Dear Breakup Girl,
Hi, I just replaced the phone after a two-hour conversation in which the subject was “male bashing” (perhaps you know of it). My “girl”-friend had just been told by her steady that he had only wanted her for one thing (take a guess). Yes, I was as disgusted as she was and it set me thinking. I am used by a lot of people as a comfort from the tough times and although I am not unhappy, I am sick of hearing about all guys being chauvinistic pigs who look for one thing in life. I have gone out with two girls for a grand total of four days and after both, I was given the good old friends line. I know this is similar to other letters, but it is slightly different. I am not bad looking, I have a decent sense of humor, and consider myself romantic (flowers, candy, letters). The problem is, no one wants to accept me as more than a friend. I don’t see what my problem is. Although I am used as a stuffed toy when times are tough, it is not a position I would change for the world. Why is it that a) all the women around me seem to make the same mistakes even though I warn them, and b) How do I get over that “friends” line? It destroys me inside, and leaves me feeling inadequate as a guy, but more like a used tissue. What can I do to make myself appealing? Should I change or accept the fact that I will only ever be a friend?
Thank you kindly for all your help.
— Unlucky in Love
Everything I said before, plus a few points:
1) “He only wanted her for one thing.” My sense is that this may be your girl-friend’s interpretation of what her “steady” said. In other words, girls tend to complain about boys being “pigs” out for “only one thing” when in reality, the girl can’t think of any other way to explain the apparent fact that the guy just doesn’t really like her all that much any more. So girls, quit tossing those terms around willy-nilly — it depletes their strength for when we really need them. A boy is a “male chauvinist pig” when he says, “Women don’t deserve equal pay for equal work, and I like to paw them when they come into my office — and in fact, they’re honored, because I’m Senator Packwood, dammit.” But when a boy says,”You’re a nice person, and man, the sex was killer, but let’s break up, ” he is not a male chauvinist pig; he is an ex-boyfriend. Got that?
2) “Flowers, candy, letters.” Okay.

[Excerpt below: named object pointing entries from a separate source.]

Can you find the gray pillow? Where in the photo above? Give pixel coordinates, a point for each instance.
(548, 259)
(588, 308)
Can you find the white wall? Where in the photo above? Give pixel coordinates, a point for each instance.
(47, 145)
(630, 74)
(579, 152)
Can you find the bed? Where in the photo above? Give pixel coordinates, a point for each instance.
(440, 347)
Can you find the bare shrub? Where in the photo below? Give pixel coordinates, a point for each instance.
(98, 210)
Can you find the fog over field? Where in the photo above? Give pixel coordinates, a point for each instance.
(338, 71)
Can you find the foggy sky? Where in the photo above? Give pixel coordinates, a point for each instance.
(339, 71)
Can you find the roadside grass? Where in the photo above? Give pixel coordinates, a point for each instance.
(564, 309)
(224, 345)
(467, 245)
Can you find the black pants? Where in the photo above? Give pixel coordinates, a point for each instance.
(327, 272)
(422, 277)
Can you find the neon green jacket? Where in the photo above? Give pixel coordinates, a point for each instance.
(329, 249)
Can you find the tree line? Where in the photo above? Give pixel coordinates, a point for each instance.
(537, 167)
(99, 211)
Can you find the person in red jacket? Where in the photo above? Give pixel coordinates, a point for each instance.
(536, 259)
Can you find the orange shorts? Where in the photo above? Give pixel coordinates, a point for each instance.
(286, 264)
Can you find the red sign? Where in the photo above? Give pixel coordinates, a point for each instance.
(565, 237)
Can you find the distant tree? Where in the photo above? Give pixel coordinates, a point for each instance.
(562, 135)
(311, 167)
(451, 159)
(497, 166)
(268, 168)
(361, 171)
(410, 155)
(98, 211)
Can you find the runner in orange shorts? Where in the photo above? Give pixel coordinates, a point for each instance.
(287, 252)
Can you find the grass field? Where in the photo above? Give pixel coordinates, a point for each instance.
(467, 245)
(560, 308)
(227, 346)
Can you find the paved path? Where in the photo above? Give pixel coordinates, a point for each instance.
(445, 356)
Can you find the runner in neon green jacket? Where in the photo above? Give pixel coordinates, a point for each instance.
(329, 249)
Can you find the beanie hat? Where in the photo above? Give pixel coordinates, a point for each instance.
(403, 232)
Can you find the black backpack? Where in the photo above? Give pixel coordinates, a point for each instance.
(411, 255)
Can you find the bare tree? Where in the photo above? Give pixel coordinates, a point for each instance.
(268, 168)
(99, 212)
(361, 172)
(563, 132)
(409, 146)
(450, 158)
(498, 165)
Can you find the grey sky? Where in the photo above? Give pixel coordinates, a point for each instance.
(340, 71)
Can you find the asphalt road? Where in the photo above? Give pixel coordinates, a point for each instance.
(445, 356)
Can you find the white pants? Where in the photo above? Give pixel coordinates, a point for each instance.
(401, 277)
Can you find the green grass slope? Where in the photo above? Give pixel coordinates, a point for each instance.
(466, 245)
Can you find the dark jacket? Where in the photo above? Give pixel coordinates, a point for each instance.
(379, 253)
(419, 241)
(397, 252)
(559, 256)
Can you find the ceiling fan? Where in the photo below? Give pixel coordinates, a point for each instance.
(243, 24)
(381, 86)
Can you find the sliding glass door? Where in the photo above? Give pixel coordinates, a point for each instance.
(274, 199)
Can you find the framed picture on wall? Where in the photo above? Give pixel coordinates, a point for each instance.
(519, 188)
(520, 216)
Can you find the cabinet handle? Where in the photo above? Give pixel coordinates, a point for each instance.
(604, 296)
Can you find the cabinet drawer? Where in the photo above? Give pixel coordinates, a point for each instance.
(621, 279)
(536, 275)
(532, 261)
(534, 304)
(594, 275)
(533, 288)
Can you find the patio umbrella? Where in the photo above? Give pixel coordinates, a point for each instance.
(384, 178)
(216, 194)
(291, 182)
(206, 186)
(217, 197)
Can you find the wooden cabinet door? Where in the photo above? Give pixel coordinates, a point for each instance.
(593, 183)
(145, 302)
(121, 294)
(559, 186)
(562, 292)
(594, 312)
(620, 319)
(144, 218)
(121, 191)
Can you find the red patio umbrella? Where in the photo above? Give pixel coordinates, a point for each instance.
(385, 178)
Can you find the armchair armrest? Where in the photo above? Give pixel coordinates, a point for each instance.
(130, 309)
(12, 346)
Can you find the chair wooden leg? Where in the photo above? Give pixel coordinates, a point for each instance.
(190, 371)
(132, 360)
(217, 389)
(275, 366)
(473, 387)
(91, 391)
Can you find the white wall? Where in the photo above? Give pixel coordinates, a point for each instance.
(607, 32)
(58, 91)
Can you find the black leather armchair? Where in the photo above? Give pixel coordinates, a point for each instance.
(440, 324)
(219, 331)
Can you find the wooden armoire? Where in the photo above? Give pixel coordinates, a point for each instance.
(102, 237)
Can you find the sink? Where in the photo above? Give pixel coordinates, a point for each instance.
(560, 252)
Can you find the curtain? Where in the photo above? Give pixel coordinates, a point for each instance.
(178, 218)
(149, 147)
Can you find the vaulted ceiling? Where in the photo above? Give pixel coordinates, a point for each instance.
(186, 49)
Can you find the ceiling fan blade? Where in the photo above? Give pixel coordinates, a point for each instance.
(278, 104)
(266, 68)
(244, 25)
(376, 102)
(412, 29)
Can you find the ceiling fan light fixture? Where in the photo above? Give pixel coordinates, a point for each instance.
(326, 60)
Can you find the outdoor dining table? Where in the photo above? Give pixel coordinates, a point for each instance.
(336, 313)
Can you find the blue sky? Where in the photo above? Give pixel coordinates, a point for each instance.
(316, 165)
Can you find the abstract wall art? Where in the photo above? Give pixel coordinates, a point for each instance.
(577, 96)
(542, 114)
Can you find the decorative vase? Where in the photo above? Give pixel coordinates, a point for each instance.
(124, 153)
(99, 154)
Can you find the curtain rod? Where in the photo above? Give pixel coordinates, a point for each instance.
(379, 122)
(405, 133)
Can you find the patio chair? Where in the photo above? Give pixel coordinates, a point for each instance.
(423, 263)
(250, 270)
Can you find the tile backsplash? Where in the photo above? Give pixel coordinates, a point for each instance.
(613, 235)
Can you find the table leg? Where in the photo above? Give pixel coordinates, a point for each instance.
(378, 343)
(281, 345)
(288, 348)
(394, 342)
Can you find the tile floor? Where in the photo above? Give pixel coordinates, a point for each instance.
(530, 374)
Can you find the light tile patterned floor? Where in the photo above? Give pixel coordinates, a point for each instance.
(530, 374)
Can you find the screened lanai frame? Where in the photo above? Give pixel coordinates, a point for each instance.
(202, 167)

You say you’ve dated girls for a “grand total of four days,” and you’ve bestowed flowers, candy, letters? There’s no delicate way to say this: you may be scaring them. Apply less pressure, and this so-called “friend” problem may start to clear up.
3) “What can I do to make myself appealing?” …Which leads me to my final point, which may sound familiar. You’re being the enforcer — which is also why you get huffy when people don’t heed your warnings (though BG can completely understand that one). Stop trying so hard. To be a friend and to be a boyfriend. The girlfriend will come eventually; in the meantime, don’t wear yourself out. I know you don’t want to shrug off your role as the shoulder, but yes, women will lean on you, perhaps too heavily. When women get dumped, we like to have two kinds of conversations: (1) dishing / spewing / venting with galpals, and (2) boo-hooing with a temporary boy-substitute, sort of an I Can’t Believe It’s Not Boyfriend. It’s not pretty, but we do it. You don’t have to indulge us every time.